Lauren LeDuff was a junior at Warren Easton High School in New Orleans when Hurricane Katrina flooded the city in August of 2005. Fleeing with her family, she finished the school year as a refugee in Houston, returning to Warren Easton for her senior year.
She returned to a transformed school.
The entire first floor of the 100-year-old massive three-story brick building had been gutted by water and mud. Half the building was still unusable when school began in the fall of 2006. Sawing and hammering echoed from downstairs and lunches were brown bag or delivered pizza.
But that was not all: The school’s name and mission had changed. Now it was Warren Easton Charter High School. It had a new principal, Alexina Medley, who was making sweeping changes. Uniforms, strict rules and an innovative program to get its students career- or college-ready followed.
The changes at Warren Easton so inspired LeDuff that she vowed to become a teacher and return to her alma mater.
“I told Ms. Medley before I left she’d need to fire somebody to make room for me,” said LeDuff, who now teaches English and communications at Warren Easton.
She was kidding, of course. No one was fired for her.
But in theory, it was possible. Like most charter schools, the new Warren Easton has no teacher unions and answers to no school district. Instead, it has its own charter with the state and its own school board that grants the principal sweeping authority to shape budgets, curriculum and mission, and to hire and fire staff.
It seems to be working at Warren Easton. With a charismatic and collaborative leader, morale of staff and teachers appears to be high, and the high-poverty student body is performing well on graduation and standardized test measures.
Not every charter school manages its autonomy so well, however. Critics point to less successful examples, including Ben Franklin Charter High School across town in New Orleans. There, they say, staff decisions were arbitrary, pay scales murky and morale poor and teacher turnover is high. Alleged mismanagement at Ben Franklin recently led its teachers to unionize.
These two schools represent each side of a double-edged sword: The charter school reality that the freedom to innovate also contains the power to mismanage or destroy. What makes charters exciting is dynamic possibility for leadership to change staff, refocus and create a new mission, but that dynamism comes with risk.

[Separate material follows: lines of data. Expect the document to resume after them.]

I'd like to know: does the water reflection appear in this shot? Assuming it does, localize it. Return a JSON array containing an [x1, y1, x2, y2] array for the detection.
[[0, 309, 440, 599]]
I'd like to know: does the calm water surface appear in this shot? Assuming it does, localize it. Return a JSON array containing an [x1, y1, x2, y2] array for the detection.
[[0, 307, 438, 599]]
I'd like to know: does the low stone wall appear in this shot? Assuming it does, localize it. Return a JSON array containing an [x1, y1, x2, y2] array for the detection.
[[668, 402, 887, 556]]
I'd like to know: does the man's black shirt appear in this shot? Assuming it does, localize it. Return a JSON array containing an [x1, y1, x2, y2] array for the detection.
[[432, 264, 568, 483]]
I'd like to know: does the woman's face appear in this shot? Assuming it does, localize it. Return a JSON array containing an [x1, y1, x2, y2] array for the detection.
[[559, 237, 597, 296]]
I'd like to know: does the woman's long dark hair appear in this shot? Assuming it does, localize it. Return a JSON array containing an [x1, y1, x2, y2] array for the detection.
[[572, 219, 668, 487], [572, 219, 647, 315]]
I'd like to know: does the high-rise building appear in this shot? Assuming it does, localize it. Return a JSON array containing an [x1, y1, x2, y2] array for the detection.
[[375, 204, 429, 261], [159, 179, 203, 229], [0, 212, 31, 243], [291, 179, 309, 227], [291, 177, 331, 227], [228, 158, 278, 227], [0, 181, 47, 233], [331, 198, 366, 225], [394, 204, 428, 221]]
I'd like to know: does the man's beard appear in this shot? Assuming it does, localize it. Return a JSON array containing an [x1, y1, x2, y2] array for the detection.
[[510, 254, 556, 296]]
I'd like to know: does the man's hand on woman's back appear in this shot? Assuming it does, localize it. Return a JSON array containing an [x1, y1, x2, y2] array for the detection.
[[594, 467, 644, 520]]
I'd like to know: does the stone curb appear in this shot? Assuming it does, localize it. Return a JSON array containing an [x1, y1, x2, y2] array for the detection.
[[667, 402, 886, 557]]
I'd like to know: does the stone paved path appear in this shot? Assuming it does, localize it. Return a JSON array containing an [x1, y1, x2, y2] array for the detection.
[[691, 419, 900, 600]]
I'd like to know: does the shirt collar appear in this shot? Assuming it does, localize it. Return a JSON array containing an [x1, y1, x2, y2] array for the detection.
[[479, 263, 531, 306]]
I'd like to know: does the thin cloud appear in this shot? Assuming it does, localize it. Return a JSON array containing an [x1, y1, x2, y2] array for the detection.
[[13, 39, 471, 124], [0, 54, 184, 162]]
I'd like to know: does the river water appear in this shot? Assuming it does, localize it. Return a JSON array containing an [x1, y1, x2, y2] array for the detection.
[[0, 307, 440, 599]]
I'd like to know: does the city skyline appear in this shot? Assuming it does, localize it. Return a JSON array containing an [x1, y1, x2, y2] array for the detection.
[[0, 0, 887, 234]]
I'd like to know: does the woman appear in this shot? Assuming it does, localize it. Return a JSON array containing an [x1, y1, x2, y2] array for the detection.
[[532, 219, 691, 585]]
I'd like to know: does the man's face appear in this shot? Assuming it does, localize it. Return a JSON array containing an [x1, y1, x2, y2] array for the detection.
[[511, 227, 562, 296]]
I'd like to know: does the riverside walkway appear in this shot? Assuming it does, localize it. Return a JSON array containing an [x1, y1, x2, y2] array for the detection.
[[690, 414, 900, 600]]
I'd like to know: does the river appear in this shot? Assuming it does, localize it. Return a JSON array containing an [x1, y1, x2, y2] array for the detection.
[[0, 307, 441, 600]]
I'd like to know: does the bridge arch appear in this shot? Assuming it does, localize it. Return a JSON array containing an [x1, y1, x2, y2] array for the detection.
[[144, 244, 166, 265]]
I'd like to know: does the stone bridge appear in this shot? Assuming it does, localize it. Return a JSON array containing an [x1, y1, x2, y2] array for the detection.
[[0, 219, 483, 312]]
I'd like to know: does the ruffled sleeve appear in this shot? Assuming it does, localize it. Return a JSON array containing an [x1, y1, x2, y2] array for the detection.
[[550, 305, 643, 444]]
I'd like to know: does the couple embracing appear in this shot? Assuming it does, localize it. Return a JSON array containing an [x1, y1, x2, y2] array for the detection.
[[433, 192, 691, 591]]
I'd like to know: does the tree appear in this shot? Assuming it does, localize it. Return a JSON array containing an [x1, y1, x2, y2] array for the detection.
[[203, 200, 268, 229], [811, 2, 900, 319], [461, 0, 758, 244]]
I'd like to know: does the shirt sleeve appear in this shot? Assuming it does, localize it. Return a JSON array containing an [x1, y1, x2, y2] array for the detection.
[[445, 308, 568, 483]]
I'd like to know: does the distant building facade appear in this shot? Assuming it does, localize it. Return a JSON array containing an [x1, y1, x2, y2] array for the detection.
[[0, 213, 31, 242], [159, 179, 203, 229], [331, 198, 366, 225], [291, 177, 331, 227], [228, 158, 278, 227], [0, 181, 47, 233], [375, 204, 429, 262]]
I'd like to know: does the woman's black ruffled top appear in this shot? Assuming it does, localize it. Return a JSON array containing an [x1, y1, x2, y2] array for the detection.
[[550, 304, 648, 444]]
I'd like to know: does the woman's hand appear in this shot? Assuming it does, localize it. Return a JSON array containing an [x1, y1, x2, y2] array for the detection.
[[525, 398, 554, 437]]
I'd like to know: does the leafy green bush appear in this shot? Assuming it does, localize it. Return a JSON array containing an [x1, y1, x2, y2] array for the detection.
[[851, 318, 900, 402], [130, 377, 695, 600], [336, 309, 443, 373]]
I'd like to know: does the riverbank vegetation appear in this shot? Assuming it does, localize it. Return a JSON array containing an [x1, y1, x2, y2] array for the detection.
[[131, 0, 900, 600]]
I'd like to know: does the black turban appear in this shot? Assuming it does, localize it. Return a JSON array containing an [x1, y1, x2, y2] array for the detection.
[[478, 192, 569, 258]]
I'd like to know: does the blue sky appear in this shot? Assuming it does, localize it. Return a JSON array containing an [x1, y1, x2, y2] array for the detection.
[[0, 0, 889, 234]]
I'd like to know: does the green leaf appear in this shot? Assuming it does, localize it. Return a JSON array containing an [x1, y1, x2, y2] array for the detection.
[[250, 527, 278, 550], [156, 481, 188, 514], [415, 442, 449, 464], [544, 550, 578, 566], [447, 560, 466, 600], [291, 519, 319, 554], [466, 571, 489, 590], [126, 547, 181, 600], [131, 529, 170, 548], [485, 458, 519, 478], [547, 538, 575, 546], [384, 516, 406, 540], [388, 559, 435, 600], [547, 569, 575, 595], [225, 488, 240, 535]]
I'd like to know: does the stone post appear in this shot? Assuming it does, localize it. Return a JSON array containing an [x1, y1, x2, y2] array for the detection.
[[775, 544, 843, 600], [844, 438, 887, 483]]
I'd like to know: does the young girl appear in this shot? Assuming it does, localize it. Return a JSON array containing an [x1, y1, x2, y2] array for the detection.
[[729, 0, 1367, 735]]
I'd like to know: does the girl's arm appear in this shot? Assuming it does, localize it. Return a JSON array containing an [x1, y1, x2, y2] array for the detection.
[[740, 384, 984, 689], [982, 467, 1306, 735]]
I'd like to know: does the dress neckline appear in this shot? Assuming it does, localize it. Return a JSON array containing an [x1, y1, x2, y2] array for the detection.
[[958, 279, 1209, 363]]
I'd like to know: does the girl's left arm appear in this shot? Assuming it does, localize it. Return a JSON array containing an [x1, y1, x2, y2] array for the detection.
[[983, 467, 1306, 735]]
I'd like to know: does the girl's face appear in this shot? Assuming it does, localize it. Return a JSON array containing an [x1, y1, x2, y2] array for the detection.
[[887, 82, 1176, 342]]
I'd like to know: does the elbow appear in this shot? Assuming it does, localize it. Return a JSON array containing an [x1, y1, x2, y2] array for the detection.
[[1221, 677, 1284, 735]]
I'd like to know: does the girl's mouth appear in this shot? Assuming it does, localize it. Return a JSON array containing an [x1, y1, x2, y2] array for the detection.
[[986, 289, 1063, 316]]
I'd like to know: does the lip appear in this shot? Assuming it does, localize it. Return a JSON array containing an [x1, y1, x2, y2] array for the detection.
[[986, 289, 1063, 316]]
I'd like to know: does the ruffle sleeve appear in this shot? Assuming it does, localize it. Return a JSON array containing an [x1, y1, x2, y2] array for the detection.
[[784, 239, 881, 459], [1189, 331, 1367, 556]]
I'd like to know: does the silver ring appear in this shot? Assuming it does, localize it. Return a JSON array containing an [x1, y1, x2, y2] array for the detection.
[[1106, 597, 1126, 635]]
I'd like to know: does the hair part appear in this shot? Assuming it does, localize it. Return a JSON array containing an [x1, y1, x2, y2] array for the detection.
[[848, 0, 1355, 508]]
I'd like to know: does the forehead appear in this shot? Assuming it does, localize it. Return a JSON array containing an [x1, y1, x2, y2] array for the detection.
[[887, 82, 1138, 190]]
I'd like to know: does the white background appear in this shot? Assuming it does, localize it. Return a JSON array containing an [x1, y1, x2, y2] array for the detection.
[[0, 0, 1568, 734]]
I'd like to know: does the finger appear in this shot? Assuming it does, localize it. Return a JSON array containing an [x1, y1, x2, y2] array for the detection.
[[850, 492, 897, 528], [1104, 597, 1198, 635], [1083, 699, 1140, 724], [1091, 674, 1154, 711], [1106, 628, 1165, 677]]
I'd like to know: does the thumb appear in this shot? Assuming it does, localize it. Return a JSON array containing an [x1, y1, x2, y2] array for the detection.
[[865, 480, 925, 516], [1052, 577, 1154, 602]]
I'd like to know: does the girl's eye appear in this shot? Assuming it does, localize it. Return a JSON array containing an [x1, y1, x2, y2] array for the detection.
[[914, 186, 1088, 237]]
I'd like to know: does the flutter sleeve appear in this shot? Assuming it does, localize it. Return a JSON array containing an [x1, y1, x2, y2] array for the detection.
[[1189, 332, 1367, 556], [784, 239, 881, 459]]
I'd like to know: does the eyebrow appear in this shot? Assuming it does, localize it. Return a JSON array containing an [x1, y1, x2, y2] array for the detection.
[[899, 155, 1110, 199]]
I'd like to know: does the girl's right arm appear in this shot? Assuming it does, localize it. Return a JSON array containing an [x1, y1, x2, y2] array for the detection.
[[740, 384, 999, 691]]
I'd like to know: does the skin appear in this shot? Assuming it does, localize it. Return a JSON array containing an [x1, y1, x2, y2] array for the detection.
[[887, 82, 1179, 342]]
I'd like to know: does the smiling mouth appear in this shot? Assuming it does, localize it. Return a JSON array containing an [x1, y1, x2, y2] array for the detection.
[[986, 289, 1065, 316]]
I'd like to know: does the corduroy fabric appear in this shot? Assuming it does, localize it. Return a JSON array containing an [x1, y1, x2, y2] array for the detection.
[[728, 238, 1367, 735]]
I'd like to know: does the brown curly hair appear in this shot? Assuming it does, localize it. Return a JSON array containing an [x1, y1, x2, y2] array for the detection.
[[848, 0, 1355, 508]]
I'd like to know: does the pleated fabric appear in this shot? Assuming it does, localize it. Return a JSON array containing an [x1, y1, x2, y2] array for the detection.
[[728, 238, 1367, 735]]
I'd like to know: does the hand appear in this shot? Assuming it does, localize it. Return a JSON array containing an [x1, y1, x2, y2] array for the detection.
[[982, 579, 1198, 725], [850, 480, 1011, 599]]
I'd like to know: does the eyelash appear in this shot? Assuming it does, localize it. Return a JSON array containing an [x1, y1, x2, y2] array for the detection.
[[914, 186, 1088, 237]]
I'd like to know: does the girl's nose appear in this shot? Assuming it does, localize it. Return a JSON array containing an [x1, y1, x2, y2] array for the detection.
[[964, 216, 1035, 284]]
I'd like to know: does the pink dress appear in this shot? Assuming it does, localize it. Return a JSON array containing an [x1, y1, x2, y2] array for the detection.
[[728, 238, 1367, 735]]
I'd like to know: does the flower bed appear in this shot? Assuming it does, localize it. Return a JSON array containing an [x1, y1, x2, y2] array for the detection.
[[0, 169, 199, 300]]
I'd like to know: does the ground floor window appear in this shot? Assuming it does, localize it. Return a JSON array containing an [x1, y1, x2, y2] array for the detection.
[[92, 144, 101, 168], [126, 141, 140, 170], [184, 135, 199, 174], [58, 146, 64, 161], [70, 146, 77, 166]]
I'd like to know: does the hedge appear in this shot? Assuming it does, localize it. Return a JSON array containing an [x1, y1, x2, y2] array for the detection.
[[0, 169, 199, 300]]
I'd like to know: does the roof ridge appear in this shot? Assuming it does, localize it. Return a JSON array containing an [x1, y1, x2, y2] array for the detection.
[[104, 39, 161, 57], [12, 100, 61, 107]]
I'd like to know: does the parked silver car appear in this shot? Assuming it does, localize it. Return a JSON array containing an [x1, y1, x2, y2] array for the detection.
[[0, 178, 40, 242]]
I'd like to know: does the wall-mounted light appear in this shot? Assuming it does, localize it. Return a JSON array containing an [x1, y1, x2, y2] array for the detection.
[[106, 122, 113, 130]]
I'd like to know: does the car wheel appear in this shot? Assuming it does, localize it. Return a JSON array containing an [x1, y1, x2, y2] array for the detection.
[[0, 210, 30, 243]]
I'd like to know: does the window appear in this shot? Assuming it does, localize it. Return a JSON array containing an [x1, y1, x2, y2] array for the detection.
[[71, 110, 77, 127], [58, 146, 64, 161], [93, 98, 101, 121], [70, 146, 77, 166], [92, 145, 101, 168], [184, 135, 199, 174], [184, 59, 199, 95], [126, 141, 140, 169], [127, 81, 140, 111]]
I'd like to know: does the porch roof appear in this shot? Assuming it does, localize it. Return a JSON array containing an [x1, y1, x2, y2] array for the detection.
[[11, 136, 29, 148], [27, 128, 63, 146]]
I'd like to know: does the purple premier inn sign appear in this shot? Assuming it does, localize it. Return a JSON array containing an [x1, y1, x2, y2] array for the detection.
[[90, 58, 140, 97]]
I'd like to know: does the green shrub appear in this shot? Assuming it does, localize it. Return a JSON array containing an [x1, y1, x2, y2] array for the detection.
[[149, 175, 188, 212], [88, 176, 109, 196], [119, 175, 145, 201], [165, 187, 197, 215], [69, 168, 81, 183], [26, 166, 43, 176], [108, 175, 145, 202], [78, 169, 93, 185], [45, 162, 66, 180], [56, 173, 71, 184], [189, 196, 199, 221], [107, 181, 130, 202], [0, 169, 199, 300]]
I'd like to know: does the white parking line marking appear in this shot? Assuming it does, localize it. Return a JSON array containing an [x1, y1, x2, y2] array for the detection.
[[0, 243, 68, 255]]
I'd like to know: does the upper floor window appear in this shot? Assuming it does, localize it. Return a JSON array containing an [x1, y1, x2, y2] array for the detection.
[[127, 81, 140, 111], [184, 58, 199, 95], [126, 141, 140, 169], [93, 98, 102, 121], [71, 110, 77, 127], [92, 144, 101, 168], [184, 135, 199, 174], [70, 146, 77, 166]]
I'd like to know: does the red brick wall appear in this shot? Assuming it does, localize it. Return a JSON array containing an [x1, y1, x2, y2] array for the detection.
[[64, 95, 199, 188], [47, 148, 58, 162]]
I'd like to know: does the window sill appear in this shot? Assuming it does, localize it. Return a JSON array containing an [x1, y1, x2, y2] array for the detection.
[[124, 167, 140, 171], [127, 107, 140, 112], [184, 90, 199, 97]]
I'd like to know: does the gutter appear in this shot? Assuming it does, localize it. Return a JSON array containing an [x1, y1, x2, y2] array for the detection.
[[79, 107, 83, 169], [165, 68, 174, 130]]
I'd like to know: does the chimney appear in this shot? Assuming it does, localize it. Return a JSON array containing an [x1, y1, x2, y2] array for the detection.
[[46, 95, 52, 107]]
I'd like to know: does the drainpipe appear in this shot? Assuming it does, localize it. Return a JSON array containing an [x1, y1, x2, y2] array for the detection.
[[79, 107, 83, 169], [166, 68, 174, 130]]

Charter schools are now a permanent and growing part of the American educational map. From school years 1999 to 2011, the percentage of public schools that were charters rose from 1.7 to 5.8 percent.
In urban schools serving underprivileged students, charters are disproportionately common. All of New Orleans’ public schools are now charters, while over half of Detroit students and roughly 45 percent of those in Washington, D.C., attend charters. These cities are leaders but not outliers: Many major urban areas are now upward of 20 percent charter.
As the charter trend expands, there is friction over how the schools are governed. Ben Franklin remains a rarity in its recent unionization. In 2012 just 7 percent of charter schools were unionized, down from 12 percent in 2009, according to the Center for Education Reform.
Critics argue that without strong teacher input, reflected in unions or some other institutional security, teachers and the schools will be at the mercy of bad leaders. Others argue that reverting to the fetters of traditional schools would squelch innovation, that real change requires strong leaders who take risks and that teacher voice can be respected without sacrificing bold leadership.